How Tax Credits Work
Governments may grant a tax credit to promote a specific behavior—such as replacing older appliances with more energy-efficient ones—or to help disadvantaged taxpayers by reducing the total cost of housing.
Tax credits are more favorable than tax deductions or exemptions because tax credits reduce tax liability dollar for dollar. While a deduction or exemption still reduces the final tax liability, it only does so within an individual’s marginal tax rate. An individual in a 22% tax bracket, for example, would save $0.22 for every marginal tax dollar deducted. However, a credit would reduce the tax liability by the full $1.
Tax Deductions Vs. Tax Credits
Types of Tax Credits
Tax credits come in three basic forms.
Nonrefundable tax credits
Nonrefundable tax credits are items directly deducted from the tax liability until the tax due equals $0. Any amount greater than the tax owed, resulting in a refund for the taxpayer, is not paid out—hence, the name "nonrefundable." The remaining part of a nonrefundable tax credit that can't be utilized is lost, in effect.
Nonrefundable tax credits are valid in the year of reporting only, expire after the return is filed, and may not be carried over to future years. Because of this, nonrefundable tax credits can negatively impact low-income taxpayers, as they are often unable to use the entire amount of the credit. As of the 2019 tax year, specific examples of nonrefundable tax credits include credits for adoption, the Child and Dependent Care Credit, the Saver's Tax Credit for funding retirement accounts, and the mortgage interest credit, which is designed to help people with lower incomes afford home ownership.
If a refundable tax credit reduces the tax liability below $0, the taxpayer is due a refund.
Refundable tax credits
Refundable tax credits are the most beneficial credit because they're paid out in full. This means that a taxpayer—regardless of their income or tax liability—is entitled to the entire amount of the credit. If the refundable tax credit reduces the tax liability to below $0, the taxpayer is due a refund. As of the 2019 tax year, probably the most popular refundable tax credit is the Earned Income Tax Credit (EIC).
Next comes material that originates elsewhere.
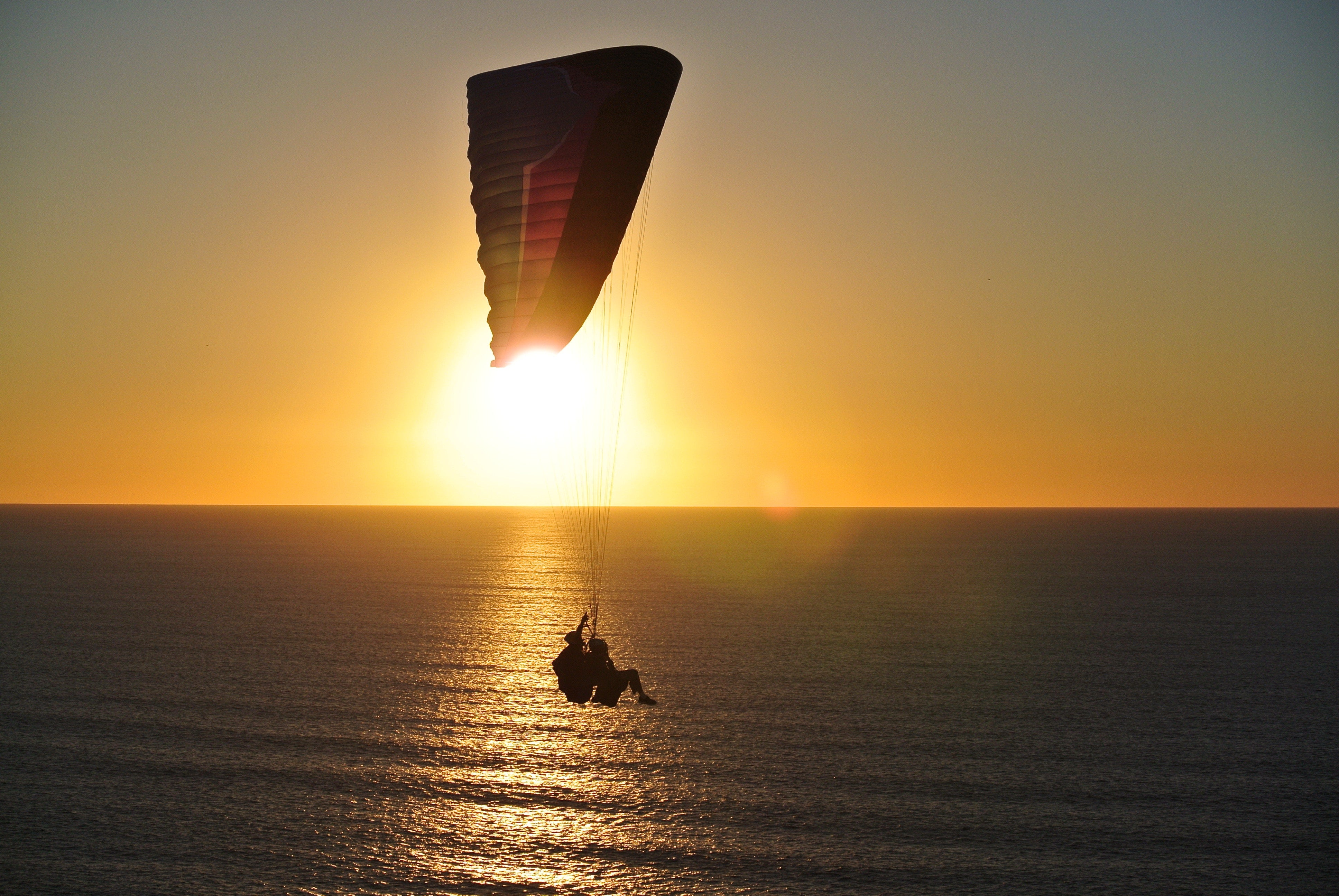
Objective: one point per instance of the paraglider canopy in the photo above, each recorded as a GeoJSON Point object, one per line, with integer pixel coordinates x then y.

Other refundable tax credits include the Premium Tax Credit, which helps individuals and families cover the cost of premiums for health insurance purchased through the health insurance marketplace.
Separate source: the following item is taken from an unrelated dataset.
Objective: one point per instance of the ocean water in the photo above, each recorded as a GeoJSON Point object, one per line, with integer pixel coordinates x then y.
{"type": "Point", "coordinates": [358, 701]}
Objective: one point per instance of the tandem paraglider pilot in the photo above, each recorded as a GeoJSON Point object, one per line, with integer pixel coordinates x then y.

Partially refundable tax credits
Some tax credits are partially refundable, which can both decrease taxable income and lower tax liability. The Child Tax Credit became refundable (up to $1,400 per qualifying child) in 2018. Another example of a partially refundable tax credit is the American Opportunity Tax Credit (AOTC) for post-secondary education students. If a taxpayer reduces their tax liability to $0 before using the entire portion of the $2,500 tax deduction, the remainder may be taken as a refundable credit up to the lesser of 40% of the credit or $1,000.